The performance of storage systems often depends on how data is accessed. For example, we will use the DLIO benchmark test to simulate ResNet-50 I/O access patterns generated during image classification model training. DLIO is an AI storage benchmark test that simulates how GPU works, but retains all other key aspects of AI model training, including using a real deep learning framework data loader and training data file format. DLIO is designed to generate high-intensity AI workloads to measure storage performance without the need to actually use GPU. In this case, the training dataset consists of a set of TFRecord files, each containing 124 150KB Image tensors. The training data will be read through the data loader of TensorFlow.
When reading training data from NFS shares, we collected library IO traces. The upper-left chart shows the 64 to 256KB I/O streams that continuously read training data during training. The chart on the right shows that the distribution of IO size does not change significantly as the number of training samples in each batch changes. The chart at the bottom left shows that the training files are read sequentially, one by one. Therefore, based on the previous estimation of this workload, AI storage systems may need to implement a read bandwidth of 6.1 Gb/s to read 64 to 256KB of IO streams in sequence, so that GPU can be fully utilized when training ResNet-50. However, other models may use different sizes of IO to present a more random IO access mode. This means that AI storage systems need to perform well in various access modes.
Reading the same ResNet-50 training data on S3 produces very different I/O features. The upper-left chart shows that a larger 20 to 50MB IO is used to read training data. The upper-right chart shows again that the I/O size distribution does not change with the batch size. The chart at the bottom left shows that files are still accessed sequentially. The impact of this significantly different I/O access mode on performance depends on the specific object storage and S3 software library. Although both NFS and S3 focus on throughput, latency may be another factor to consider when using S3, because training cannot start or continue until these large IO are completed.
Another consideration between NFS and S3 is the benefits of operating system page caching, which is especially important when multiple models are trained on a single server. In this case, each model instance may read the same training data. When training data is accessed through NFS, the OS page cache may meet repeated I/O requests from different models to avoid additional storage read access. Because S3 bypasses the page cache of the operating system and does not have a server-side cache, repeated read IO may be sent to storage, thus increasing storage read performance requirements. This example shows that the storage protocol used to retrieve training data is another important consideration when choosing an AI storage solution.

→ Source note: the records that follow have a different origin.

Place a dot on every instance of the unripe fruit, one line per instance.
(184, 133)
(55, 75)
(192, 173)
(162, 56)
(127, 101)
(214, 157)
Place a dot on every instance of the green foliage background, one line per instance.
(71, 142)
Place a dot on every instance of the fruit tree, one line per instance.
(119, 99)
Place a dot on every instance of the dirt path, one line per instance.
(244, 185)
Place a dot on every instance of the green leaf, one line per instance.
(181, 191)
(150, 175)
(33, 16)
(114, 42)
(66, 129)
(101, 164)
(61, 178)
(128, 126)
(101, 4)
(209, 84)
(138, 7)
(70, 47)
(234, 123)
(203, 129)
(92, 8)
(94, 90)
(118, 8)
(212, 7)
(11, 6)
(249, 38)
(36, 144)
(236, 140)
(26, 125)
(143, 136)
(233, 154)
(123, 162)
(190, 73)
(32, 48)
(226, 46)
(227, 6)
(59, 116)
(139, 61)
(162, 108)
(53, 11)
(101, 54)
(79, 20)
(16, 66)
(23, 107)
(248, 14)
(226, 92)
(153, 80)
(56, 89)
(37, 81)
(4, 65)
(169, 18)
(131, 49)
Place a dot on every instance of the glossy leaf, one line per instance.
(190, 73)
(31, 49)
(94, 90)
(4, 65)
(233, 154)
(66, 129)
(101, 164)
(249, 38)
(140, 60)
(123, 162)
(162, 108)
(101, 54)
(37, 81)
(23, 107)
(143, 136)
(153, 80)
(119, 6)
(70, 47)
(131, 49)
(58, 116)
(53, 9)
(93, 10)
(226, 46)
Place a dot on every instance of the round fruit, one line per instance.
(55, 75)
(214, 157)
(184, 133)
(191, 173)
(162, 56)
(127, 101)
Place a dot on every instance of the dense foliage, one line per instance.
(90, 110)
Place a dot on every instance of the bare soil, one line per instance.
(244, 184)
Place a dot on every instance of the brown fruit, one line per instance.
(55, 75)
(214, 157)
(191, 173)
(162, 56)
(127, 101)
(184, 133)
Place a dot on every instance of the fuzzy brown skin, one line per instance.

Checkpoints contain learned model weights and Optimizer status information.
Checkpoints can be saved as one or more files, depending on the parallelism and implementation of the model.
Each checkpoint file is written sequentially by a single writer.
For data parallelism, you only need to save one model instance without saving all GPU memory.
-----
now let's talk about checkpoints. Training of large AI models may take days or weeks. During this period, the weight of the model changes as the training data is processed. Due to the computing resources consumed in generating these weights, their value will increase over time. Checkpoints can prevent the loss of valuable data by periodically saving the current model weights and other states to persistent storage. Checkpoints are usually saved as one or more files, each of which is written sequentially by a single writer. The number of files depends on the parallelism of the model and how the specific model implements checkpoints. When parallel data is used, only one model instance needs to be saved without saving the memory content of all GPUs in the system. Since training is usually paused during checkpoints, fast checkpoint saving is a key requirement for storage performance.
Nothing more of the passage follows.